Almost all cholecystectomies for gallstones were performed in women (15 for a man) with an average age of 40 years, explained by the high incidence of lithiasis pathology in women [1]. Proctologic pathology represented an important part of the operative program dominated by fissures, fistulas, and anal abscesses (45%, 36%, 18% respectively). The pathologies encountered were most often neglected and operated on at a late stage. The current anesthetic control was sedation with local anesthesia (68% of procedures) since it was mainly cataract cures and superficial surgeries. Spinal anesthesia (23%) was preferred to general anesthesia whenever possible, thus reducing complications related to general anesthesia (9% of procedures), in particular the difficulty of managing the upper airways, the absence of a nasal fibro scope. which could be requested in the event of difficult intubation (presence of the Eschmann mandrel), and the absence of monitoring of the depth of anesthesia and of a curarometer. Intraoperative monitoring consisted of ECG leads, non-invasive blood pressure monitoring, precordial stethoscope, pulse oximetry, capnography, and monitoring of respiratory volumes and pressures. Antibiotic prophylaxis was performed according to the recommendations of the SFAR. Other factors have limited the use of a “more invasive” general anesthesia, and the practice of “heavy” surgeries, with a high risk of bleeding and requiring very careful postoperative follow-up with multimodal analgesia falling within the framework of early postoperative rehabilitation are : namely the limited reserve of O rhesus negative red blood cells and the unavailability of CT on site, thus allowing an earlier and more precise diagnosis of complications arising from surgery and / or anesthesia. The oxygen supply was provided by a mobile oxygen concentrator, bulky, limited in output and dependent on an alternating current supply.

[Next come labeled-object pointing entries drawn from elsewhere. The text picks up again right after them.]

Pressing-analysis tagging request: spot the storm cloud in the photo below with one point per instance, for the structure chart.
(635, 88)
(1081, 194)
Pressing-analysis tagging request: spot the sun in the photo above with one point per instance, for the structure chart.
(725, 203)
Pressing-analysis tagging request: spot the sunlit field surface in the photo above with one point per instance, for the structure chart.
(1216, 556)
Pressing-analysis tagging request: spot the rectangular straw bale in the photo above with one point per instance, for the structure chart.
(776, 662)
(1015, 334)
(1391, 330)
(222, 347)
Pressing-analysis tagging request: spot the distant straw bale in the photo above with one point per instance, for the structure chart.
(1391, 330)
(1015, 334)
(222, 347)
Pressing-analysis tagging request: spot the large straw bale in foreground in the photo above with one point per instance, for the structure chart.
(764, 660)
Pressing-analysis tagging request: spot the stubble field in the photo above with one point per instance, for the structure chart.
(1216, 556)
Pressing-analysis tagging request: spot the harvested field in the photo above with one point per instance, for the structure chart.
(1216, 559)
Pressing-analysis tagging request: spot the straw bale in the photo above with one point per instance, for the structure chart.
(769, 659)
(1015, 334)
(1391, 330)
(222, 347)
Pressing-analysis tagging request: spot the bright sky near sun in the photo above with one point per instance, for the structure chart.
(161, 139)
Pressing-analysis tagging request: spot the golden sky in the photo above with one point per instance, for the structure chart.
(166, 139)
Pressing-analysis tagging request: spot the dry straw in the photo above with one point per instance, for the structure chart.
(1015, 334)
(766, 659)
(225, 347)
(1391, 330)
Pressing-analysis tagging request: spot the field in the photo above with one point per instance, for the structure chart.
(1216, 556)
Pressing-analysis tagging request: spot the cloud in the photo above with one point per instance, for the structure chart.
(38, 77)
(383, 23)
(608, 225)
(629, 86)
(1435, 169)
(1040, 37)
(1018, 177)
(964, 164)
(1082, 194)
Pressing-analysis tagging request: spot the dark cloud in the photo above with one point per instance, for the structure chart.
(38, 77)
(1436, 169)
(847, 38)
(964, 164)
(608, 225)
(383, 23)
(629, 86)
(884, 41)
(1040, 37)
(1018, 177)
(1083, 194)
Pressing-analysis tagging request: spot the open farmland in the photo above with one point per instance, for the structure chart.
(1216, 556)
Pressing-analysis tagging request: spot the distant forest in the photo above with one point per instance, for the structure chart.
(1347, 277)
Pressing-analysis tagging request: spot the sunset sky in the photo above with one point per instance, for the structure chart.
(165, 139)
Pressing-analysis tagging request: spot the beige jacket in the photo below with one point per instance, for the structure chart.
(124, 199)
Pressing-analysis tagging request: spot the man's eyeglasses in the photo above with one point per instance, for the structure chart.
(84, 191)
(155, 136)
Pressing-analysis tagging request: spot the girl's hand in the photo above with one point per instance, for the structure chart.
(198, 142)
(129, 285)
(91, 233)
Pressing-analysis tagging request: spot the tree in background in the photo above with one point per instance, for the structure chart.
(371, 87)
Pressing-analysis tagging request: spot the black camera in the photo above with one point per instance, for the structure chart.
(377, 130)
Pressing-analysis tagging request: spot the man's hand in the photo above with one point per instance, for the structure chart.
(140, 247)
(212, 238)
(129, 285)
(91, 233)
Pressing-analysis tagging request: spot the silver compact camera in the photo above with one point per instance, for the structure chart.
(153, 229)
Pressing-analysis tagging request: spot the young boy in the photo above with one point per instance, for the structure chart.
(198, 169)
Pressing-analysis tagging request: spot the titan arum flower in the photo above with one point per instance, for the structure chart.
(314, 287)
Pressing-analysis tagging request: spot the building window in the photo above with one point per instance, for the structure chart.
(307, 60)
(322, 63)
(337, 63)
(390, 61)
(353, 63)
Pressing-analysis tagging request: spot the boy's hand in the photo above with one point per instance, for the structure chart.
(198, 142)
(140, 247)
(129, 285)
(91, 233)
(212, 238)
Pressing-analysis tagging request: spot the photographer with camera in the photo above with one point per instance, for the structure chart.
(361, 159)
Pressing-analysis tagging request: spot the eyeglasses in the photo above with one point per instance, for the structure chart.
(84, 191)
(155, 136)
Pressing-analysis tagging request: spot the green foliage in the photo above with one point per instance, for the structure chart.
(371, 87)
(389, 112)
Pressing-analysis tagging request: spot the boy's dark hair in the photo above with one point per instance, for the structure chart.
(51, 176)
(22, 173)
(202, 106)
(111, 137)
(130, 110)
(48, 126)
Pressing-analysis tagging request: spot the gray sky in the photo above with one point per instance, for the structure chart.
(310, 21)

Steel cartridges containing compressed oxygen were available to compensate for a drop in the flow rate supplied with oxygen hindering the work of the respirator which requires a minimum oxygen flow rate of 2.5 mbar, or in the event of failure of the oxygen extractor. The environmental factor was also a limiting factor: heat, cold, dust and humidity directly influence personnel, equipment, and medicines (treatment is carried out under improvised cloths). The language and the level of education represented a handicap since almost all the local population spoke only the local dialect “Tamazight” and the educational level of the great majority was low or even total illiteracy. We did without this problem by learning a few words and expressions necessary to carry out the anamnesis during the pre-anesthetic consultation, during the installation of the patient in the operating room, as well as to evaluate the awakening in the operating room, operative and post-operative analgesia.
Conclusion
The deployment of these medico-surgical hospitals aims to improve the health services provided to the populations of these remote areas and to improve their access to basic health services, especially during this period marked by a sharp drop in temperatures. The interest of our work is to take stock of the medical staff during this humanitarian mission and in particular the work of the operating room, the working conditions and the type of pathologies encountered in these mountain areas to have a better affinity during the next missions, and knowing how to overcome the limits of the current mission. After our mission, we recommend increasing this kind of humanitarian missions while waiting to have enough medical and paramedical staff and to develop the adequate infrastructure.